Pour améliorer son accélération, il faut travailler trois piliers : la technique de course, la force musculaire et la coordination.
L’entraînement doit inclure des sprints courts, du renforcement des ischios et des fessiers, des exercices de pliométrie, ainsi qu’une attention particulière à la posture.
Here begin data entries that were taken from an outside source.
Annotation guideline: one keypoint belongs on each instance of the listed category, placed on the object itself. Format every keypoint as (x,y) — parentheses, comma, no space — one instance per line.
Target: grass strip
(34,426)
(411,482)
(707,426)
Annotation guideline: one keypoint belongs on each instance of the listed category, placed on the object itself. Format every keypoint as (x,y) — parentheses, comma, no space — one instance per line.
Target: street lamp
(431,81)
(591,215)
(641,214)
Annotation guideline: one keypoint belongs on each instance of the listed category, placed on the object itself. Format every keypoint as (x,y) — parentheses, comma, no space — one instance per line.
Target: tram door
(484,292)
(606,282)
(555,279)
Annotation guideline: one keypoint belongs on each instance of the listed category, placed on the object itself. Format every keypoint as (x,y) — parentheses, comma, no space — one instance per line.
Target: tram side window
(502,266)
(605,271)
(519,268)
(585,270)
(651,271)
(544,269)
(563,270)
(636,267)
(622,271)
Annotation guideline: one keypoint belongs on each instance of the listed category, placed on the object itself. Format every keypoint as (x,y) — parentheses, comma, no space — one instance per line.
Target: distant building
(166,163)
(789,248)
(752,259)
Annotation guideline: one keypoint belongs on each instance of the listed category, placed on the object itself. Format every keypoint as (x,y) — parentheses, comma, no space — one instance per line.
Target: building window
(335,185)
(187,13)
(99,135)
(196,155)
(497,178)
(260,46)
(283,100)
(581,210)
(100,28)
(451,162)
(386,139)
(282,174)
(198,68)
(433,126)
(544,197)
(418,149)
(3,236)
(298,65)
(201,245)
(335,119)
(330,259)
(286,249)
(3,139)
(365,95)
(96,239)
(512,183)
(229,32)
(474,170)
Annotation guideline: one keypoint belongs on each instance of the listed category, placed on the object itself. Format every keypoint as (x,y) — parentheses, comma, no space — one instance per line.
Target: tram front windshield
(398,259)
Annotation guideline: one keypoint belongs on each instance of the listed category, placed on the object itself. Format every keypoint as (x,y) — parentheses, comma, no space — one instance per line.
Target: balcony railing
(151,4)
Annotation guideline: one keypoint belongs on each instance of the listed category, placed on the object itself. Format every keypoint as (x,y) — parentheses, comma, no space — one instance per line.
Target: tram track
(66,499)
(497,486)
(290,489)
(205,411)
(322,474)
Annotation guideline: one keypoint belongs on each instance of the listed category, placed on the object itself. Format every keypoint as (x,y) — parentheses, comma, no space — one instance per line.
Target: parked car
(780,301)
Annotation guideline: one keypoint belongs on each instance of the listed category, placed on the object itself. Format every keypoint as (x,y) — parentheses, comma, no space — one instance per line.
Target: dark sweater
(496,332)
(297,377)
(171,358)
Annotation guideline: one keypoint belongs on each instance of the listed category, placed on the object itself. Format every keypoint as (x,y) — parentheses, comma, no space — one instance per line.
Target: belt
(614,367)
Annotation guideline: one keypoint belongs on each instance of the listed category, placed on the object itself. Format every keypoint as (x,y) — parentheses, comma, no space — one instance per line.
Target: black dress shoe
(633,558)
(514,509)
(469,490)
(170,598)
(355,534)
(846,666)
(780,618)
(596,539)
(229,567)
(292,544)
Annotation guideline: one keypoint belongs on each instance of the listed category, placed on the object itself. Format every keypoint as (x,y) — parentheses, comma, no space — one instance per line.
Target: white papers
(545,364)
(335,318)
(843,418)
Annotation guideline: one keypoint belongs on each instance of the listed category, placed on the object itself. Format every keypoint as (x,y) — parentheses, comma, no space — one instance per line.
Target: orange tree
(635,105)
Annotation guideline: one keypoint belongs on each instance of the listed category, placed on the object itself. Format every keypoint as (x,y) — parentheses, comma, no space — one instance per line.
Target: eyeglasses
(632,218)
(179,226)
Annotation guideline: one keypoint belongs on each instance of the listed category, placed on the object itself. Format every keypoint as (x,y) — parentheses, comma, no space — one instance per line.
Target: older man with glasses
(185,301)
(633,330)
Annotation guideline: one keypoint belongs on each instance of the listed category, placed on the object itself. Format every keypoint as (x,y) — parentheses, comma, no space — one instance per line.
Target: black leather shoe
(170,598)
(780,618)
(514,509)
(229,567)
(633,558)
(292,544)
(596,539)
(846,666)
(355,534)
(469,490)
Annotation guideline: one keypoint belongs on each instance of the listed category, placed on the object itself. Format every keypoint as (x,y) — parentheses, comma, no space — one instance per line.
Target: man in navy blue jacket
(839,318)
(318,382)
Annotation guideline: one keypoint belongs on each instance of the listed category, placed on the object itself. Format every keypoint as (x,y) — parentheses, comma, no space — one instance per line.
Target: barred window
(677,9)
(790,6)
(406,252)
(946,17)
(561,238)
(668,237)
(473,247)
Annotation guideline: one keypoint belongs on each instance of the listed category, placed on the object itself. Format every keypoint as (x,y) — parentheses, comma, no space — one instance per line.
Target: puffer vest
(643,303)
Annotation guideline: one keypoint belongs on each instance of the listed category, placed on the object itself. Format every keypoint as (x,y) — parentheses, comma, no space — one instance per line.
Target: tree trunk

Des facteurs comme l’échauffement, la souplesse et la récupération influencent aussi la qualité des accélérations sur le long terme.
Partir bien, c’est partir vite.
Vos appuis doivent être ancrés, votre buste légèrement penché vers l’avant, et vos bras doivent accompagner le mouvement de manière dynamique.
Travaillez les départs arrêtés, focalisez-vous sur les trois premières foulées, en cherchant à pousser fort dans le sol.
Gardez une fréquence élevée, plutôt que de vouloir faire de grandes enjambées trop tôt.
Un joueur explosif est un joueur fort.
Le travail en salle est essentiel pour renforcer les fessiers, les ischios-jambiers et les mollets.
N’oubliez pas que la force sans vitesse ne suffit pas, il faut aussi travailler l’explosivité.
Intégrer des exercices pliométriques transforme la force en action rapide.
Faites ces exercices avec intensité, mais sans négliger la qualité technique.
Une bonne posture est indispensable pour éviter les blessures.
Travailler les appuis et la coordination fait la différence, pratquez donc des exercices de changement de direction et des drills d’appuis rapides.
Ne pas négliger les éléments indirects tels que l’échauffement et la mobilité, ainsi que la récupération pour continuer à progresser, car sans bonne récupération, vous ne progressez pas.
Dormez suffisamment, hydratez-vous bien, et espacez vos séances explosives pour laisser aux muscles le temps de se reconstruire.